Christian Nelson has had a rough life, to say the least.
The 19-year-old Northeast Side resident has seen her mother go to prison, bounced from house to house, lived on the streets, used drugs, spent time as a sex worker, and endured mental illness.
“It was terrifying; I didn’t know nothing about life,” Nelson said. “I had no guidance. I thought it was normal to wake up and do drugs and watch women sell themselves. That’s just how life was.”
And that was all before the COVID-19 pandemic hit. Nelson had made some progress at that point, having found a counselor she trusted and who had helped her. She also was on medication to help control her schizophrenia. But the pandemic shattered her fragile emotional state.
“The isolation and quarantine didn’t help her much,” said her grandmother, Trina Nelson. “She struggled with that a lot.”

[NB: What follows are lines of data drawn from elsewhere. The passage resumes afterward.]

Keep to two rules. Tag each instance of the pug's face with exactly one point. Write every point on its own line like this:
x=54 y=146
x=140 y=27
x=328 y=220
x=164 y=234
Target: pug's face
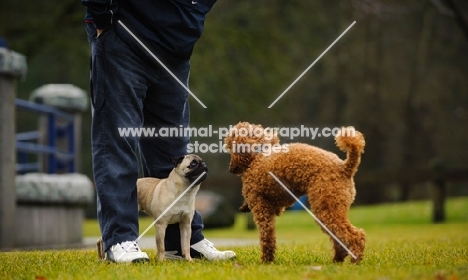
x=191 y=167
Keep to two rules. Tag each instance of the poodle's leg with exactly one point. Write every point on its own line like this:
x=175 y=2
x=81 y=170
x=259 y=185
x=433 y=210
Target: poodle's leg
x=264 y=217
x=244 y=207
x=340 y=252
x=334 y=217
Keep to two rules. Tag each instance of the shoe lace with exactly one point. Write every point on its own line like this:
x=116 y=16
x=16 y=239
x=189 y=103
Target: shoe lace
x=129 y=246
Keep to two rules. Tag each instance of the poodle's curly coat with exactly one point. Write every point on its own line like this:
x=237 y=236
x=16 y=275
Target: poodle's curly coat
x=326 y=179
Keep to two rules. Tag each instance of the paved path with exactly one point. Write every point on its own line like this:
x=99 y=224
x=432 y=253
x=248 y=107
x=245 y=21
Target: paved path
x=150 y=243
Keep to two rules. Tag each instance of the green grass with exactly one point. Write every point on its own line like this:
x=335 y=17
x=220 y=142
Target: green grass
x=401 y=244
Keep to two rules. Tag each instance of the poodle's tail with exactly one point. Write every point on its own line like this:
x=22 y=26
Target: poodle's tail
x=352 y=142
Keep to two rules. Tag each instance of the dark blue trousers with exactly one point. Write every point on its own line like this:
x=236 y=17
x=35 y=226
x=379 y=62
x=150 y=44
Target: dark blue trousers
x=129 y=91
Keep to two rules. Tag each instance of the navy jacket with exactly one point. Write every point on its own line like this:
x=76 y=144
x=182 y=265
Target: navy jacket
x=165 y=26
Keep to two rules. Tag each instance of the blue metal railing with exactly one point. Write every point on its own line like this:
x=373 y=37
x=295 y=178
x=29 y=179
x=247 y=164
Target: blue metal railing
x=58 y=159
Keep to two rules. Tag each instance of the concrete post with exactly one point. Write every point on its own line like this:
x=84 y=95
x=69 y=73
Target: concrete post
x=12 y=66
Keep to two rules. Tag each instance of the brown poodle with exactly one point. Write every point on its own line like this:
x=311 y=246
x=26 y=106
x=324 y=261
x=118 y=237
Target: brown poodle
x=326 y=179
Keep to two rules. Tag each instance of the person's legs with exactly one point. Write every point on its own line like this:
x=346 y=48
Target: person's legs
x=118 y=89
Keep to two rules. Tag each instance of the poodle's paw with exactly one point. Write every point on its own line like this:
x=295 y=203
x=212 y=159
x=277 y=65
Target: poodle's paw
x=244 y=208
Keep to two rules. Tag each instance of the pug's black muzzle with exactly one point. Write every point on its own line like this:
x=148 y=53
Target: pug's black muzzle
x=197 y=171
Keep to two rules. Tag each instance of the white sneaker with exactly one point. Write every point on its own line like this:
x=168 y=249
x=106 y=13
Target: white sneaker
x=126 y=252
x=207 y=249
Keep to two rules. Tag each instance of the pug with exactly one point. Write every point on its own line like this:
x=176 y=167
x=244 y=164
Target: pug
x=156 y=195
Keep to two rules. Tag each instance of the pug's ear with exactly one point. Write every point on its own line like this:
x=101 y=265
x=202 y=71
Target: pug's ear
x=177 y=160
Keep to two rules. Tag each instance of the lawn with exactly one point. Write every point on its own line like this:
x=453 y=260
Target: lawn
x=401 y=244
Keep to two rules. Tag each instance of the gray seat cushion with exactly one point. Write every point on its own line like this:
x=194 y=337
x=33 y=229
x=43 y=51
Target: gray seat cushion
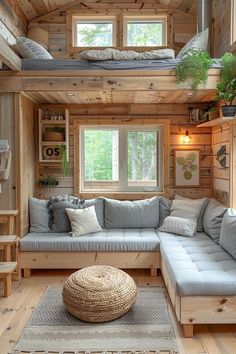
x=198 y=266
x=107 y=241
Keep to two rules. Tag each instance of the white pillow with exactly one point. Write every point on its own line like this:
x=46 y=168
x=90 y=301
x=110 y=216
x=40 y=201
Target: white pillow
x=186 y=208
x=200 y=41
x=30 y=49
x=83 y=221
x=179 y=226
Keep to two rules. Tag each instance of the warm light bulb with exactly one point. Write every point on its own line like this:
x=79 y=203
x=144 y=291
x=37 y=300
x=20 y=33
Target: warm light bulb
x=186 y=137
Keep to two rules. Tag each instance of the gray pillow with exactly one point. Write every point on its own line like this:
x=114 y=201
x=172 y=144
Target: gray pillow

Nelson’s case might be extreme, but it’s an example of how the pandemic has affected the mental health of America’s children and young adults. The isolation of being stuck at home during the pandemic’s early days often has been compounded by worries that kids absorb from parents, who perhaps lost a job or fear losing their home.
According to the Journal of the American Medical Association, between April 1, 2020, and the end of 2020, the percentage of emergency-room visits that were mental-health-related rose 42.5% nationwide among those ages 5 to 24.